От неожиданности, от этого ернического «ась» майор выронил вилку.
— Ой, — уже чуть тише продолжил сынуля, — извини! У Вас же реформу сделали… Вам зарплату подняли… И вы теперь стали честными, все до одного… Держиморды, — с ненавистью заключил он, — держиморды вы и лицемеры!
Майор вспылил. Он стал метаться по кухне, плевать в раковину, материться. Не столько потребительское хамство разозлило его тогда (что же ты за счет держиморды живёшь, сынок? как тебе хлеб его жрать не противно?), сколько слепота и глухота сына.

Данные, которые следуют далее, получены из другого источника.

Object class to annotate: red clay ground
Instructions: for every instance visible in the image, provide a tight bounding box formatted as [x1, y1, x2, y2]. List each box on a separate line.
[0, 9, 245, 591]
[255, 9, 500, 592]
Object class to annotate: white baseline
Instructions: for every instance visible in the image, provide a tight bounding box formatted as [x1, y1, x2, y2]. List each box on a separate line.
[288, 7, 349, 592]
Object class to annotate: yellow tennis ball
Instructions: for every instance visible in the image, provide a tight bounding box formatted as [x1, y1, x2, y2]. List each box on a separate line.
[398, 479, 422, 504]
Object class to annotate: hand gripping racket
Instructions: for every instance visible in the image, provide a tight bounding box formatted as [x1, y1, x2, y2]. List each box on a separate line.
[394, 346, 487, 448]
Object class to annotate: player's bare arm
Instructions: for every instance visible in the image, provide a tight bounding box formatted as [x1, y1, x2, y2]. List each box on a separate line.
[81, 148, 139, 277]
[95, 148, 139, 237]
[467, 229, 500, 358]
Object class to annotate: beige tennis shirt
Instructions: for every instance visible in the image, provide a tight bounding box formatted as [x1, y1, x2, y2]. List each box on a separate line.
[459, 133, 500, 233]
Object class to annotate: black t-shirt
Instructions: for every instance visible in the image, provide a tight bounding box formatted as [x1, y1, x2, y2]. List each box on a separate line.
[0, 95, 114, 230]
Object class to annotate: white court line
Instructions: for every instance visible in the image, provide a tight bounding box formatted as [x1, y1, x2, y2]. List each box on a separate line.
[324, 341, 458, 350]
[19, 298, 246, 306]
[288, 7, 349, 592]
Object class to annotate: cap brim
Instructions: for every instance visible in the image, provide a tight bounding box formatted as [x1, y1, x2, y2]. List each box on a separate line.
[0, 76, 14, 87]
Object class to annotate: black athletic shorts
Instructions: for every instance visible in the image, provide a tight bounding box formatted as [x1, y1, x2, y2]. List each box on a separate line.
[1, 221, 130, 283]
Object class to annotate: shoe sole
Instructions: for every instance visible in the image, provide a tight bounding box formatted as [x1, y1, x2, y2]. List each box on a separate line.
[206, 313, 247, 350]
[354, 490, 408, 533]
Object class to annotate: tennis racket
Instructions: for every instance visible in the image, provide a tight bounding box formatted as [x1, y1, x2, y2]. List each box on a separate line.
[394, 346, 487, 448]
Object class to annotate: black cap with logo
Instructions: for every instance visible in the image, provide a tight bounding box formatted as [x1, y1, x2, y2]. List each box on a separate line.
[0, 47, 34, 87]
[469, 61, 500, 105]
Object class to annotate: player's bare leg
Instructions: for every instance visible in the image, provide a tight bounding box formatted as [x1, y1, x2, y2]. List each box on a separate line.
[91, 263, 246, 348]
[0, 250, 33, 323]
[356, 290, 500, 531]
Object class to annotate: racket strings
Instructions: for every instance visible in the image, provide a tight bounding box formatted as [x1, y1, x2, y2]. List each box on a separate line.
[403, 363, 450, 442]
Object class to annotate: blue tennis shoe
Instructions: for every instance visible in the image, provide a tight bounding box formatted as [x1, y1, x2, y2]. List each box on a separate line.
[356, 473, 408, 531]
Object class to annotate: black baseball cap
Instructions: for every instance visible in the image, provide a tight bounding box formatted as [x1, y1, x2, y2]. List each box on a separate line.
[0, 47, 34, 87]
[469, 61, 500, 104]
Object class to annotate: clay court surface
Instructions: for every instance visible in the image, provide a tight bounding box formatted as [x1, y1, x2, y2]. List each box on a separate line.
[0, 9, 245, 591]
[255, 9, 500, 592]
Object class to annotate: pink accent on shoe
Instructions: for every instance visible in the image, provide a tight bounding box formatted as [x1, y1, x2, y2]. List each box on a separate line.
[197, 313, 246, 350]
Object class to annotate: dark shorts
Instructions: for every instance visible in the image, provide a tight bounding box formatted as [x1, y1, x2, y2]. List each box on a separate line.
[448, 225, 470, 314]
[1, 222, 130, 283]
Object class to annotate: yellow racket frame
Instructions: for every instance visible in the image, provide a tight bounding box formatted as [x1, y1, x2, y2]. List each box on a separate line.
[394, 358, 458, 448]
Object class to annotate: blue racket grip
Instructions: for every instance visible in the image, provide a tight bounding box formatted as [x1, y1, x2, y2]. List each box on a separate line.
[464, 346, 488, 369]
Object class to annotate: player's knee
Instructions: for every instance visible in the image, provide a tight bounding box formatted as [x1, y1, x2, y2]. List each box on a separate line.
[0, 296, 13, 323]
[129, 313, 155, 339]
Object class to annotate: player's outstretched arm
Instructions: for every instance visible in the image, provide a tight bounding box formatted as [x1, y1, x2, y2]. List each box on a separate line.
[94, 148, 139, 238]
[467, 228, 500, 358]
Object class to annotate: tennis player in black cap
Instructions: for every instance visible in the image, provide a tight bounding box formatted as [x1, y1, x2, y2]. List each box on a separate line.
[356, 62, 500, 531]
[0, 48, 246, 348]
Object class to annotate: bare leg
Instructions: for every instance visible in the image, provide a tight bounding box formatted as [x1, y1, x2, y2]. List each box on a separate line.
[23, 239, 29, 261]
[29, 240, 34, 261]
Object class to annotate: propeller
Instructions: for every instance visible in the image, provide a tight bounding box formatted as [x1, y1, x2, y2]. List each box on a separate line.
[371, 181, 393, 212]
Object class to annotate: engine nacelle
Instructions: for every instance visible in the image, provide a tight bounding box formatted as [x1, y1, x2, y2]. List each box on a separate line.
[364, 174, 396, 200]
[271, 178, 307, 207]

Едва ли не каждый вечер, сидя за ужином, в разговоре с женой, майор последними словами костерил молодых бычков, появившихся в отделе после не очень внятных, но чрезвычайно суровых слов маленького и головастого президента о срочной необходимости реформы, чистки милицейских рядов.
Молодые, наглые, без тормозов, они заявились в отдел стадом. Начальник, замы, начальники отделений. Заявились и начали мутить так, как ему, майору, и не снилось.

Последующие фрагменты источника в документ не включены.